Exploration and production company Maha Energy is looking to boost production from the Tartaruga field, offshore Brazil, with a well workover operations set to start after completing the acquisition of interests in the field from two different companies.
Back in March 2016, Maha Energy entered into a purchase and sale agreement with TDC Engineering, a private company from Texas, USA, to acquire an additional 37.5% working interest in the Tartaruga field, in the Sergipe Alagoas Basin. The pair agreed for Maha to buy TDC’s wholly owned Brazilian subsidiary UP Petróleo Brasil (UPP), which was the operator of the Tartaruga field.
Maha reported on Tuesday, November 28 that Brazil’s Agência Nacional do Petróleo, Gás Natural e Biocombustíveis (ANP) has provided confirmation that no additional approvals are required for Maha to proceed with the acquisition of 100% of UPP from TDC Engineering.
Jonas Lindvall, CEO of Maha Energy commented: “We are very pleased to have received this notification from ANP which allows for the closing of the highly anticipated acquisition of the operated working interest in the Tartaruga Field in Brazil. This asset marks a major milestone for us and provides a great foothold in Brazil.”

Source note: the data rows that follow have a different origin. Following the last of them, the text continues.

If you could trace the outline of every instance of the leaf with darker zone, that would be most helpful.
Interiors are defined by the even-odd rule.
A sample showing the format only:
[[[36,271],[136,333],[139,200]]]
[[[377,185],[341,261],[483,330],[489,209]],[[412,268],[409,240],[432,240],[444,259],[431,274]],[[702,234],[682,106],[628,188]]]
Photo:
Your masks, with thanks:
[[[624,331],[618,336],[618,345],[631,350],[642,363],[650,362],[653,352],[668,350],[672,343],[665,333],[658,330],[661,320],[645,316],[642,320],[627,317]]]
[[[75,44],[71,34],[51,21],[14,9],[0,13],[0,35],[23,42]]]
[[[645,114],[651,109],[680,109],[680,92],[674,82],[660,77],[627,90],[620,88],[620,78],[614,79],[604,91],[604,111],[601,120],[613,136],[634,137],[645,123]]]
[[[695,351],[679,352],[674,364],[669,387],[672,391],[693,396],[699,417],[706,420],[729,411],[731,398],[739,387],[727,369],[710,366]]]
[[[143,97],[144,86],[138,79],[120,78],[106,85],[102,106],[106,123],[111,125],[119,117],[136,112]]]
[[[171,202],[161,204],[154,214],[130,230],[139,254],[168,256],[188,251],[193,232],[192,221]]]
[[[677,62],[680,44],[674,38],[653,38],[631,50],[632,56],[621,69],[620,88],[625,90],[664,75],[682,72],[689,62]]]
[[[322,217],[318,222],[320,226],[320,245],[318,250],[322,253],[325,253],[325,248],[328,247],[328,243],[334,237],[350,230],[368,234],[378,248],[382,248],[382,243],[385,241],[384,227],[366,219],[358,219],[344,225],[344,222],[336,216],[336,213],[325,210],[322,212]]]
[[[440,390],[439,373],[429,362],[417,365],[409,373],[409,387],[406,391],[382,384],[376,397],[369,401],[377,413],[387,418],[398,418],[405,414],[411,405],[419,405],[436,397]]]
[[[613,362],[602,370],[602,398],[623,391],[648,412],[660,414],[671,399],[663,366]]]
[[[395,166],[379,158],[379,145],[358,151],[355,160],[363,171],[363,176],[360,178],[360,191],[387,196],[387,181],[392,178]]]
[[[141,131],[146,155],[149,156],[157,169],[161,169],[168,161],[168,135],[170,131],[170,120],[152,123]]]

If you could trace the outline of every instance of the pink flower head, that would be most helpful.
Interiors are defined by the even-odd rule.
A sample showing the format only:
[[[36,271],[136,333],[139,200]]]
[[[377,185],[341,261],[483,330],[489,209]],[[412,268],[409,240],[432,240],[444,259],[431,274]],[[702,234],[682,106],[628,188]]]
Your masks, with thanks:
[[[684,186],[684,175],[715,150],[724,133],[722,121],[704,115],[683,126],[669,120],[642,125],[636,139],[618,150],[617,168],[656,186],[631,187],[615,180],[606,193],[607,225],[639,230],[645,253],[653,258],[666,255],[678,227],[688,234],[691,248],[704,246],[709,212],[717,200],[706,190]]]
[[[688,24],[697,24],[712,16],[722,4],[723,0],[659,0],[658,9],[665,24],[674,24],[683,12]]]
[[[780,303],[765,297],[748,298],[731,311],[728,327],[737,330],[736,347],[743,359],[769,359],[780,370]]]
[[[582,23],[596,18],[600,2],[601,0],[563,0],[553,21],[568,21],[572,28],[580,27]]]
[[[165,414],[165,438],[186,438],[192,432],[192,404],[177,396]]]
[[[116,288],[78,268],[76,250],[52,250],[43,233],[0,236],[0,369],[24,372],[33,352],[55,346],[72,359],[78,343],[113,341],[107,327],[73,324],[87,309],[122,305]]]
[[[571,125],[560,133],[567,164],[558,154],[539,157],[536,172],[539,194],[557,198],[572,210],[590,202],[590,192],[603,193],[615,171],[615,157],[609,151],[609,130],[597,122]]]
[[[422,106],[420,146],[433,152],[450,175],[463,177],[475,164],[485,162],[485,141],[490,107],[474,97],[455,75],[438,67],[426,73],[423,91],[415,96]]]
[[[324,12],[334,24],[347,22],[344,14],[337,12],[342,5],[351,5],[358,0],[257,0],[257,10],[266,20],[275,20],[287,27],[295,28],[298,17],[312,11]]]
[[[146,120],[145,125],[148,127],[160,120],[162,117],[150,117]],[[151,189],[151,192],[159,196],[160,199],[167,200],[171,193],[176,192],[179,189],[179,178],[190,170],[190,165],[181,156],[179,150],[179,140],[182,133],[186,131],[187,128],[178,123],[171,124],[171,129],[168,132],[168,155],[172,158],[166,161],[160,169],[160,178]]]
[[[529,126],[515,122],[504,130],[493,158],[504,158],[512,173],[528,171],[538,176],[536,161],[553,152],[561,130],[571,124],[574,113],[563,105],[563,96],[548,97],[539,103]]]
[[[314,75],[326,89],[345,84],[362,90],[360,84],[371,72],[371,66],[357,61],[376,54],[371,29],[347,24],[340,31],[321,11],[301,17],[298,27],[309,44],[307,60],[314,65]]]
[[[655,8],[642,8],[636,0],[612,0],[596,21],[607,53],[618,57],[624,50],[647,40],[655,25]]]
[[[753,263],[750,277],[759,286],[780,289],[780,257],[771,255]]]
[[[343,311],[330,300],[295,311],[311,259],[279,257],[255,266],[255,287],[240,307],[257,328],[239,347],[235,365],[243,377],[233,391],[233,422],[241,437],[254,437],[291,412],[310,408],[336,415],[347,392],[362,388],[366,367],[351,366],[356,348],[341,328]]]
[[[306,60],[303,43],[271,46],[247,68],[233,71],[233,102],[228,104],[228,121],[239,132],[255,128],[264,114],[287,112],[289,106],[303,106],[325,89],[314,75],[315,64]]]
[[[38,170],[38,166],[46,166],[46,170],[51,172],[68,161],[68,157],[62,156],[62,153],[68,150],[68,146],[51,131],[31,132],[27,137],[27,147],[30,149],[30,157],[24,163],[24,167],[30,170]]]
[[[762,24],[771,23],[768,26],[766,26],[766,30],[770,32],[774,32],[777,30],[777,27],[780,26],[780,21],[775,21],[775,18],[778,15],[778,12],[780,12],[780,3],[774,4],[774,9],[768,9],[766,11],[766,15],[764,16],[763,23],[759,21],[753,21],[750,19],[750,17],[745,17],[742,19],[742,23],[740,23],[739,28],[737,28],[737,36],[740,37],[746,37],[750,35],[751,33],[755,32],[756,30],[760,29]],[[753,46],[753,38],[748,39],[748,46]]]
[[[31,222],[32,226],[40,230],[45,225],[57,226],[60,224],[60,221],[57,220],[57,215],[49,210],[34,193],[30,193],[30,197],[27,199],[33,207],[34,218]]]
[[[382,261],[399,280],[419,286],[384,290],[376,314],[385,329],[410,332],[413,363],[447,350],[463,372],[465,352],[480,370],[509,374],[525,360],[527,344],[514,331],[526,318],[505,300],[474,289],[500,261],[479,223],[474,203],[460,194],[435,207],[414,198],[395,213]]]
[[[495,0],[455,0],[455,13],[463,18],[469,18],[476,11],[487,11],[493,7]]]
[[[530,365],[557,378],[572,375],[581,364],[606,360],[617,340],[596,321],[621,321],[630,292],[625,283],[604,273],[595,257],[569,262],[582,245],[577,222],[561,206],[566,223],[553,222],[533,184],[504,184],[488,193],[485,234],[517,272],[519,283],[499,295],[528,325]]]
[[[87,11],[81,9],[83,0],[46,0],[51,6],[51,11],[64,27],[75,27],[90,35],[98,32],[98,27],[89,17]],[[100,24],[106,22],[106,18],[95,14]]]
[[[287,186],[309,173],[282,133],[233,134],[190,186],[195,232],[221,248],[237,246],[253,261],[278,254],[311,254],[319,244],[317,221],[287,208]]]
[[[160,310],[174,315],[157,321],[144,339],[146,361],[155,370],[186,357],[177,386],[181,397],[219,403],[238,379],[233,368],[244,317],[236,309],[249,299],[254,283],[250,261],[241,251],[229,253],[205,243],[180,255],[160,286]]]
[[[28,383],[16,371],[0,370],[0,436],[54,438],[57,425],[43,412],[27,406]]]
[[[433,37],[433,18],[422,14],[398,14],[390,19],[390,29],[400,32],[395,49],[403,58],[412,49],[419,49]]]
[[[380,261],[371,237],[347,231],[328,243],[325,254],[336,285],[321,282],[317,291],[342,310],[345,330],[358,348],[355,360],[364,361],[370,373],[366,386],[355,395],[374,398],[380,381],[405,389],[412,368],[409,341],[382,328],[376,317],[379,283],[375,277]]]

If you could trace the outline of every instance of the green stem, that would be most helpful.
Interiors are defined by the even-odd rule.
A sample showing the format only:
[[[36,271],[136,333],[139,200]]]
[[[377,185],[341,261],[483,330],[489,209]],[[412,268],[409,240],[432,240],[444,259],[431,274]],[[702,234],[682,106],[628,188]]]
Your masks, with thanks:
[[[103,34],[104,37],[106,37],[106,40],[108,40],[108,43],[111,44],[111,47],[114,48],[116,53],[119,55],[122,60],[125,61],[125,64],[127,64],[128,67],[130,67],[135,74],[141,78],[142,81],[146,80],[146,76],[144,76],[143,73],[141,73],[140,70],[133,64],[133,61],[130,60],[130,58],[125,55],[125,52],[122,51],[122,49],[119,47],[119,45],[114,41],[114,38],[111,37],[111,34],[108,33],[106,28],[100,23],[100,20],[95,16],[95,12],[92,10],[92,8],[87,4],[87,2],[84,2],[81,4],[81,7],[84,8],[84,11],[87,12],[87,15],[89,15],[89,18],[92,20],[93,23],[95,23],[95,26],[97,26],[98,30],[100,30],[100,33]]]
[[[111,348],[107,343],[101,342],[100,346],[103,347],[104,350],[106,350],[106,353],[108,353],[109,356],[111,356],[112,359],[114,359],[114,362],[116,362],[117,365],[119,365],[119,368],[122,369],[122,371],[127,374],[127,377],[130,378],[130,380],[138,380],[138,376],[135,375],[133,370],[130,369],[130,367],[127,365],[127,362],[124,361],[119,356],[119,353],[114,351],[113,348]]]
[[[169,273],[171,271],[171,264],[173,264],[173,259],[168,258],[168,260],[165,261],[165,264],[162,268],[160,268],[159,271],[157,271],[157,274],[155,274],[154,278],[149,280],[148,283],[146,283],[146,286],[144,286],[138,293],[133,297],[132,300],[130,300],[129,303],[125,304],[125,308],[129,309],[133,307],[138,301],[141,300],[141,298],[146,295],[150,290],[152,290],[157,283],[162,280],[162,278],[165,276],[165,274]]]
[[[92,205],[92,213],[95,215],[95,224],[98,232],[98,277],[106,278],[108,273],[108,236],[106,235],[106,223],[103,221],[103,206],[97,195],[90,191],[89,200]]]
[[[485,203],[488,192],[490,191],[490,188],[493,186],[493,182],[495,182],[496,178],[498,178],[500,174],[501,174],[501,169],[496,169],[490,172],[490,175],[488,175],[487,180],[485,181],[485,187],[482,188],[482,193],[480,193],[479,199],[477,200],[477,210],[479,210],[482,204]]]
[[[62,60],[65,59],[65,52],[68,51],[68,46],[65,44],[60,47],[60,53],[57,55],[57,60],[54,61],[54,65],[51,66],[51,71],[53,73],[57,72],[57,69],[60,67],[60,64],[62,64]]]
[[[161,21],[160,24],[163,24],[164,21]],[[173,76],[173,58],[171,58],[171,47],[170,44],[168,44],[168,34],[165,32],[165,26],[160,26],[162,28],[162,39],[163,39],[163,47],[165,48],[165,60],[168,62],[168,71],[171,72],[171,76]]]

The company will now proceed with closing under the relevant quota purchase agreements of the UPP acquisition and the previously announced acquisition of 100% of Petro Vista Energy Petróleo do Brasil Ltda.
To remind, prior to the agreement with TDC, Maha also entered into an agreement with Petro Vista Energy in January 2016 to buy additional 37.5% working interest in the Tartaruga field.
Following the completion of both acquisitions, Maha will be the operator of the block with 75% working interest.
In anticipation of these closings, the company also said it has been planning for a workover of the SES 107 well on the Tartaruga field which will start upon closing and subject to rig and equipment availability.
Lindvall added: “The Tartaruga field is currently producing approximately (gross) 230 bbls/d and we believe the planned workover of the previously producing SES 107 well has the ability to greatly increase the field production.”